For comedy - podcasts, podcasts, podcasts. I love how they've given artists the freedom to do whatever they want. I never miss Never Not Funny (hell, I pay to listen to that one), Affirmation Nation with Bob Ducca (just a hilarious character from the mind of Seth Morris), Comedy Bang Bang (insanely high batting average and has turned me on to so many comics), The Dana Gould Hour, Superego (those guys make me laugh as hard as anyone or anything), and loads more. A couple comics that are newer to me that I'd recommend are Chris Cubas and Geoff Tate. Really funny guys.

What's the best thing you've read in recent memory? Describe it as though you were trying to convince someone else that they should read it.

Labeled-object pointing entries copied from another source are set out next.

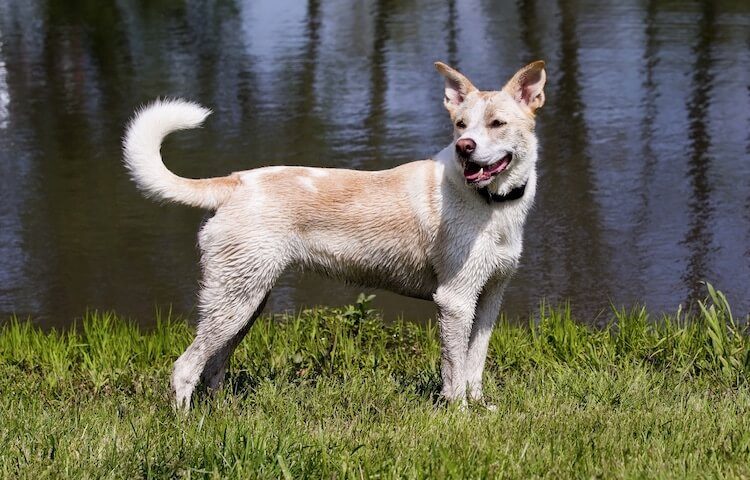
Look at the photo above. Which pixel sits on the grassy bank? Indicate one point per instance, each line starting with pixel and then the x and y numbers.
pixel 335 393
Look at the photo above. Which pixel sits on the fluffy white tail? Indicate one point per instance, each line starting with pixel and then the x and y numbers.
pixel 141 150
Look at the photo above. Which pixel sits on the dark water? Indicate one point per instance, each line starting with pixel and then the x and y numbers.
pixel 644 171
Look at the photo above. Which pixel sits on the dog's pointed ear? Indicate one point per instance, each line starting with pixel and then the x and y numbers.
pixel 527 86
pixel 456 85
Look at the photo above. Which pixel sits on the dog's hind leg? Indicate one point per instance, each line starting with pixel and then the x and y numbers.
pixel 228 305
pixel 213 374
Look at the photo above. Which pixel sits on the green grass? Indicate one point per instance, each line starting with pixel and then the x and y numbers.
pixel 336 393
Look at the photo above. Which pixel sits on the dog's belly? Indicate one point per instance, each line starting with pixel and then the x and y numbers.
pixel 379 264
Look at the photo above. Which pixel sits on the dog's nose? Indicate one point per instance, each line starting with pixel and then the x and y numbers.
pixel 465 146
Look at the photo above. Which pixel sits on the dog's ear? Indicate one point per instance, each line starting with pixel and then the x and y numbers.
pixel 456 86
pixel 527 86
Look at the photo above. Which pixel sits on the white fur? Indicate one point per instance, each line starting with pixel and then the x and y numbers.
pixel 417 229
pixel 141 148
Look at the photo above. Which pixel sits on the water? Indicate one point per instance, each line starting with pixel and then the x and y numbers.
pixel 645 150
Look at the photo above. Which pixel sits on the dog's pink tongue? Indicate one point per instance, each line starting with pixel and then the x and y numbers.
pixel 472 171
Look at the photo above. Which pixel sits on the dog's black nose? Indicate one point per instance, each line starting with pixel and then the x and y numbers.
pixel 465 147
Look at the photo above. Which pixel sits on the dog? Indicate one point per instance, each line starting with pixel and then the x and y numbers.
pixel 448 229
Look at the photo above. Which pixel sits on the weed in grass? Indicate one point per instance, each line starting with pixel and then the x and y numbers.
pixel 336 393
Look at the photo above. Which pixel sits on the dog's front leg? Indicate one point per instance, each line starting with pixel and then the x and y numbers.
pixel 455 315
pixel 487 310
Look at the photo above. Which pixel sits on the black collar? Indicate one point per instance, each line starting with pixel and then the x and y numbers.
pixel 514 194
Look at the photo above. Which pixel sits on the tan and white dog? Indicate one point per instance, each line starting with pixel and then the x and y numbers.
pixel 448 229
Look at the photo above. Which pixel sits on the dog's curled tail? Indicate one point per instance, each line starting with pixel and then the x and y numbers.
pixel 141 151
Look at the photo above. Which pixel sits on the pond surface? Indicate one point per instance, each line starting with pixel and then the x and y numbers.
pixel 645 151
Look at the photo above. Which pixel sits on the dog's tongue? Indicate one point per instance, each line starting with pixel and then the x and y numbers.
pixel 472 171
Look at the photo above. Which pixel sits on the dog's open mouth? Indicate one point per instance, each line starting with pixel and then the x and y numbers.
pixel 475 173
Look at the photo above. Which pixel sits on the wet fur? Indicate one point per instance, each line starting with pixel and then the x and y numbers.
pixel 418 229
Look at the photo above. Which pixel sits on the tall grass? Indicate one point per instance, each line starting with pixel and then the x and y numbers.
pixel 336 393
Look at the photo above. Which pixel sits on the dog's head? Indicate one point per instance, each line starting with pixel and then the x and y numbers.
pixel 493 131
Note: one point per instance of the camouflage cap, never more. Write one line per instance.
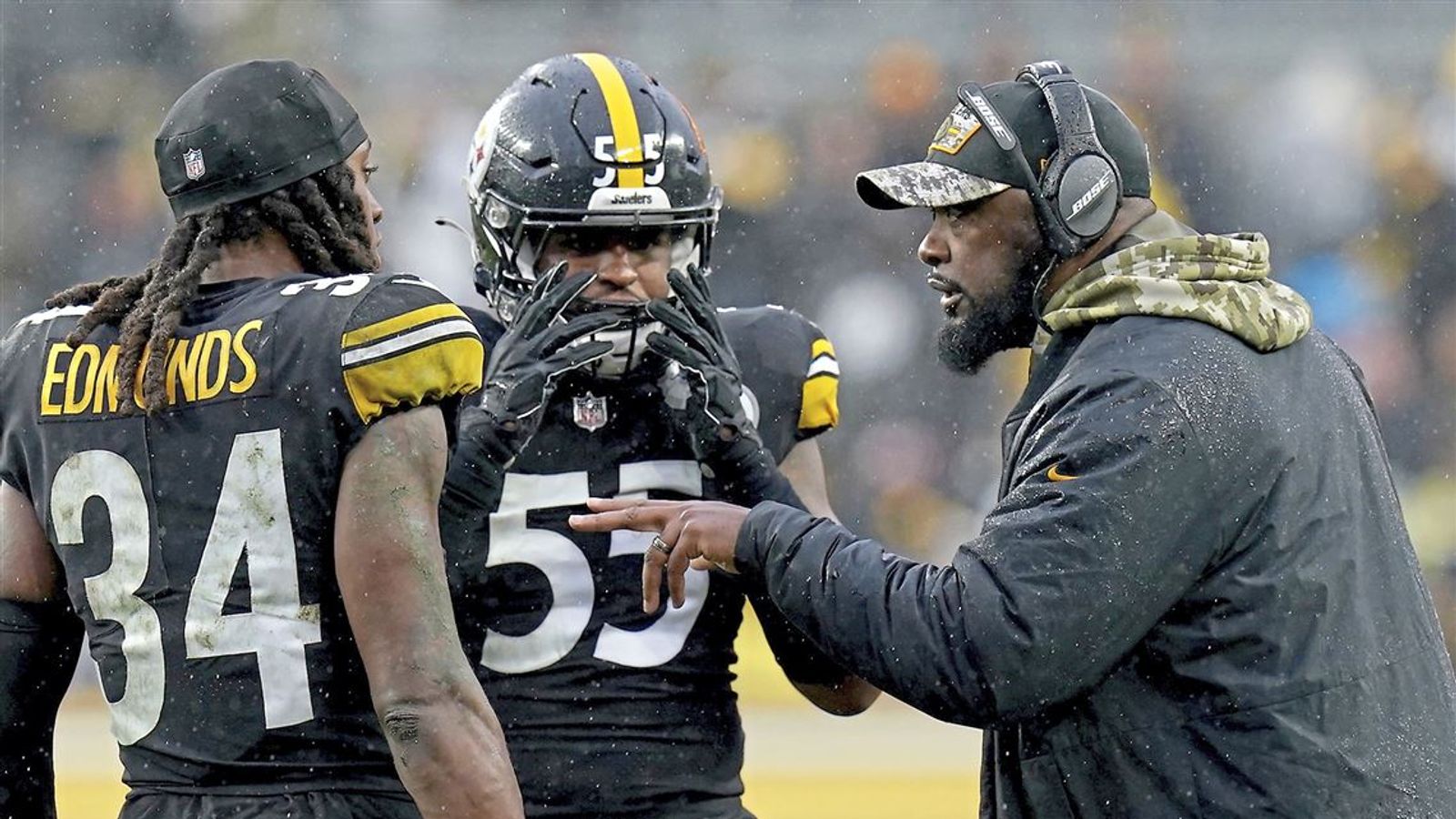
(965, 165)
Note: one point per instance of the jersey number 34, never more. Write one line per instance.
(252, 511)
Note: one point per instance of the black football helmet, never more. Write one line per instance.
(582, 140)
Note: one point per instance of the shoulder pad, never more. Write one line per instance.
(407, 344)
(797, 350)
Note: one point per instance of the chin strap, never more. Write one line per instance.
(1038, 300)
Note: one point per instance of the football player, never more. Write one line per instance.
(229, 468)
(613, 373)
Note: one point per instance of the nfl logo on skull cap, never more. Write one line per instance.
(590, 411)
(193, 164)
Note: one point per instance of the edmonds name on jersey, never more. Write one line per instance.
(198, 542)
(609, 710)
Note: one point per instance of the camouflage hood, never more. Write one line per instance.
(1219, 280)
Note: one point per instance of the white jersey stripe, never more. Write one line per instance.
(823, 365)
(412, 339)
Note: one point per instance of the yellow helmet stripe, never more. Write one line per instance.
(626, 136)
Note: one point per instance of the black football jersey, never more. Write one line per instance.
(609, 710)
(198, 542)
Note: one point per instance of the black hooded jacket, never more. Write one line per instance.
(1196, 595)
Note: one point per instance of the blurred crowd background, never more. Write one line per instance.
(1331, 127)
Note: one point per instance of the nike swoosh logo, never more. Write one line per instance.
(1053, 474)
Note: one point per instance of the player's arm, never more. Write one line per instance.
(40, 639)
(448, 743)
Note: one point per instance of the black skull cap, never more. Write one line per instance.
(251, 128)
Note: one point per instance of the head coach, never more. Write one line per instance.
(1196, 595)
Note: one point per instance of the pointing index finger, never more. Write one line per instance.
(622, 513)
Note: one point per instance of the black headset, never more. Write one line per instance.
(1077, 194)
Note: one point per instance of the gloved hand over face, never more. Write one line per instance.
(536, 350)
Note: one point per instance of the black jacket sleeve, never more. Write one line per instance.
(1107, 522)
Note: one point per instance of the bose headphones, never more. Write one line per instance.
(1081, 188)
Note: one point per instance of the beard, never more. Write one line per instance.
(1002, 319)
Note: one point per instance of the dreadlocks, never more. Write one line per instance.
(319, 216)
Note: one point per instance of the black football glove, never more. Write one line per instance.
(533, 354)
(723, 436)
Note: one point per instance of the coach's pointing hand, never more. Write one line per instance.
(699, 533)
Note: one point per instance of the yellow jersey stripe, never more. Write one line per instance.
(420, 376)
(820, 407)
(626, 135)
(400, 322)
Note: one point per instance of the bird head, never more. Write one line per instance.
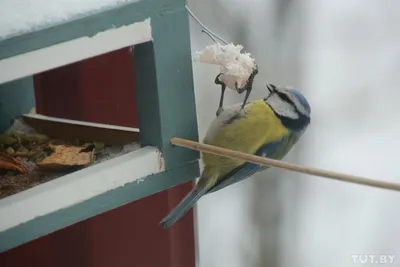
(290, 106)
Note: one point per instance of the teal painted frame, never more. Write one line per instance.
(166, 102)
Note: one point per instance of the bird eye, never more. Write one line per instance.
(271, 88)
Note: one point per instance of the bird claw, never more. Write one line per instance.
(218, 81)
(249, 83)
(220, 109)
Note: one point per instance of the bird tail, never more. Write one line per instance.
(186, 204)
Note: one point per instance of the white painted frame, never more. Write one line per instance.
(65, 53)
(79, 186)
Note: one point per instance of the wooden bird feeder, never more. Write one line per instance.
(120, 75)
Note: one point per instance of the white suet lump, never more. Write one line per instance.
(235, 66)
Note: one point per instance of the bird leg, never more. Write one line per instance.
(248, 87)
(221, 100)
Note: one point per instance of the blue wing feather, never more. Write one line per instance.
(275, 150)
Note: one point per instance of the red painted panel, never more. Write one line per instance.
(128, 236)
(100, 89)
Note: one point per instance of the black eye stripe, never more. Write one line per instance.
(285, 98)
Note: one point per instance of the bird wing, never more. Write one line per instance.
(276, 150)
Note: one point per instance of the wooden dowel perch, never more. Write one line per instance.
(283, 165)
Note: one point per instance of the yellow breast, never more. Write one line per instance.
(248, 134)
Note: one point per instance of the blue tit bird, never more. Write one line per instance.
(267, 127)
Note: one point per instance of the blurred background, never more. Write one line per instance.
(345, 57)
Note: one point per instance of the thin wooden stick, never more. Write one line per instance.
(282, 165)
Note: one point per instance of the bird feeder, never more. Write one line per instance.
(120, 72)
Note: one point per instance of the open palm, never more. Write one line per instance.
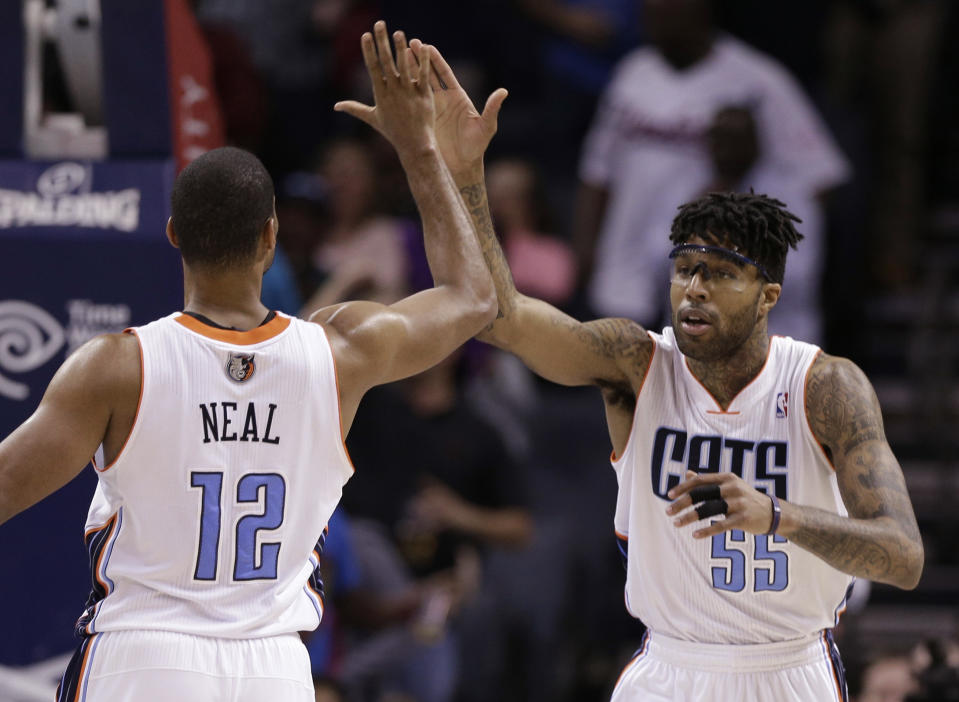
(461, 132)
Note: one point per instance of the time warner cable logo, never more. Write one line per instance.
(29, 337)
(64, 198)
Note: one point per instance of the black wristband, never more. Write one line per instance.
(710, 508)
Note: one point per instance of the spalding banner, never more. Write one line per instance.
(84, 253)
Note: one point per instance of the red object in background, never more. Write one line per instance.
(195, 115)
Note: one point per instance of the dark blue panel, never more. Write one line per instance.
(75, 198)
(11, 79)
(136, 89)
(65, 284)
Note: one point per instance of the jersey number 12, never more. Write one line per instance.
(249, 562)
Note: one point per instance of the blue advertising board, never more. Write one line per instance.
(83, 253)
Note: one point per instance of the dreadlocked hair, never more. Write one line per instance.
(758, 226)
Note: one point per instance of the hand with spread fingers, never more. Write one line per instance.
(403, 111)
(704, 495)
(462, 133)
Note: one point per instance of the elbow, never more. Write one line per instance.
(914, 570)
(486, 307)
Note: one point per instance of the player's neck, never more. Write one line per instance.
(229, 298)
(726, 377)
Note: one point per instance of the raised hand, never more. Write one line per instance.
(403, 111)
(461, 132)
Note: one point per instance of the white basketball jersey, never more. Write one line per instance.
(211, 520)
(736, 587)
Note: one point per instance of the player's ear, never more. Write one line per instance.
(171, 234)
(268, 233)
(770, 296)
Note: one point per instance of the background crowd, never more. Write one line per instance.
(473, 556)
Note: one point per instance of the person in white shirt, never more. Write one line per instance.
(755, 481)
(648, 151)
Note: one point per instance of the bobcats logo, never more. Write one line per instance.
(240, 367)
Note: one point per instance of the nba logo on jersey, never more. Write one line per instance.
(239, 366)
(782, 405)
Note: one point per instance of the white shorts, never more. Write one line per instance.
(162, 666)
(669, 670)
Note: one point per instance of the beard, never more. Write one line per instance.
(727, 339)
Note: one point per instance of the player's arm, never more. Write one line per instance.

I can't say that I've read anything recently that really made me go "wow." I tend to read more for enjoyment than challenge if that makes sense.

You must have things you're drawn to, reading-wise. What would you say is your reading wheelhouse?

My reading wheelhouse would be 99% non-fiction. I just tend to find the real world more fascinating that most made-up ones. I read a LOT of music and movie biographies. Just finished a book written by the roadies for KISS back in the early '70s. Up next is Martin Short's autobiography, and then Patton Oswalt's new book Silver Screen Fiend. There's always a stack to grab something from, book-wise.

We all have a long list of stupid shit that we've done. What's the dumbest thing you've done?

I would put a lot of my stupid shit up against most people's. I mean, my life (at least up until my mid-20s) has been a collection of not-great choices. Frankly, sometimes I look back and wonder how I turned into a decent person at all. Having said all that, a specific choice would be all the times I drove drunk/fucked up. It's remarkable that nothing really bad ever came of it. I can remember a few times where something bad probably SHOULD have happened.

Describe yourself in three sentences or less.

3 descriptive sentences?
1. I will outwork you. I don't care if you're smarter or more qualified than me. When it's time to go at it, I will bury you, in regards to work ethic.
2. "Everything with you has to be so jokey" - a line from "Seinfeld" that definitely applies.
3. Do not mess with those I love ( very few people ).
Those are more than 3 sentences, technically. How about calling them 3 "traits"?

What Royals Reviewer would you be most interested to meet in person? Why?

I've been able to meet a few folks from the site, during Sung-Woo-Fest last season. That was cool. I'd be open to meeting anyone else, really.